The guy has a voice which could soothe even Russel Brand's revolutionary ideas and convince Vivienne Westwood to buy clothes in Primark. You might even get a little high on it, but is not like getting high on weed, because you have a conscience and remembering of the time passing, but it's not weighty. Headspace is, so to say, an interesting drug.
By the way, whether it was from monks in Tibet or not, Andy Puddicombe acquired excellent business skills at some point in his life. People are definitely turning to spirituality nowadays, because in many cases all the levels of the game of Maslow's pyramid have been filled. And here comes Andy, with his sexy lifestyle brand which, with its simple sessions of meditation for dummies, perfectly complies with our modern memory span and quest for internal peace in a hectic life.
Does it work, this meditation mumbo-jumbo?

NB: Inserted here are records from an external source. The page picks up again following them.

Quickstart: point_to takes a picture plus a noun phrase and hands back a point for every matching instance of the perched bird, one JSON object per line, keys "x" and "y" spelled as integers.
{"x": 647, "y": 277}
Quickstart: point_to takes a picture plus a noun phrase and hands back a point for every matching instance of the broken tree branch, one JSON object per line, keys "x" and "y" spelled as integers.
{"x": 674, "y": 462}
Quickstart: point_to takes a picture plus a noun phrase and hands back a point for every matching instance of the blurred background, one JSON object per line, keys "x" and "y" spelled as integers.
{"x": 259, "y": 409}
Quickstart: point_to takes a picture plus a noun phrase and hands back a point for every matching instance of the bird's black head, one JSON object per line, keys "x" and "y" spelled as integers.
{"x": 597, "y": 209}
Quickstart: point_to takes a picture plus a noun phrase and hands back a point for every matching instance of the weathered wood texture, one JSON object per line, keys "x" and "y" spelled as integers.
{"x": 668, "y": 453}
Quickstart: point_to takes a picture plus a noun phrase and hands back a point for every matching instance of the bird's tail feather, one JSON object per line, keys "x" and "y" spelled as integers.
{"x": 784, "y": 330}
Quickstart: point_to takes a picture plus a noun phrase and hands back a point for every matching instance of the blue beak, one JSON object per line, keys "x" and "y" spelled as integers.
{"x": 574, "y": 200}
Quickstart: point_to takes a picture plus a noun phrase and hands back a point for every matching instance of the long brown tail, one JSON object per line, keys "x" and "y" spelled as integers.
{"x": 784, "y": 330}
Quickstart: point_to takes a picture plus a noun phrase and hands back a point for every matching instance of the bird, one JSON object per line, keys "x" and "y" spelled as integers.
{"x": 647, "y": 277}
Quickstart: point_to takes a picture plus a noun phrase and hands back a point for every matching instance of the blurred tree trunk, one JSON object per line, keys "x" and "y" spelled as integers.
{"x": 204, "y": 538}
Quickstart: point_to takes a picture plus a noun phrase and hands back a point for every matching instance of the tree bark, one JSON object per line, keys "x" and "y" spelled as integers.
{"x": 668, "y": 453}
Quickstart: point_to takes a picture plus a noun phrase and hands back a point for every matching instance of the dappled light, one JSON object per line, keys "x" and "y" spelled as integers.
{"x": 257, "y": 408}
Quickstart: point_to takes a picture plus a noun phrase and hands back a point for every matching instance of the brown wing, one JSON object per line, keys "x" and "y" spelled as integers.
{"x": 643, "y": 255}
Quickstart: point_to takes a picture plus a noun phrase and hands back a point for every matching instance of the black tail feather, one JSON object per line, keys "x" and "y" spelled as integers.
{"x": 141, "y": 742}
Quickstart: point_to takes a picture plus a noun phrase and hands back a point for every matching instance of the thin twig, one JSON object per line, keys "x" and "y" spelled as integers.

Yes. At least for me. I have quite a chaotic personality with an inclination for being anxious for the future and analysing the past. After three weeks of meditation, I have managed to balance my mind to an extent that before falling asleep I was no longer planning the next morning. Wow. I've started to pay more attention to what people say. I still don't get how my body feels, but maybe it's just my body that feels nothing. My friend once quoted me a situation when she asked her boyfriend what he was thinking about and he replied: "Nothing. I am just smoking a cigarette." I quite envied his ability to think about nothing, to switch off my mind and let it regenerate for a while. In fact, I was always thinking about something and sometimes it proved tiresome. Mindful. Yes, I was familiar with this English word, although associating it with myself was like imagining going fishing on a Saturday night. Doesn't excessively fit. Today, I am at session 17 of Headspace and I can say I am on a good way to develop a capacity of thinking about nothing. I am still living in a city which bombards me with a mass of unnecessary information and on an everyday basis I interact with people who concentrate a lot on complaining and negativity, but I feel like they can steal my attention less and deprive me of less energy. I am not planning on becoming a Buddhist monk any time this month or year, but I do not exclude a possibility of continuing with meditation. All this with a conscience that Andy Puddicombe has so far earned 9.95 euros thanks to me. Well, I would probably spend it on beer anyway, so why not care about the part of my body my blonde hair grows on?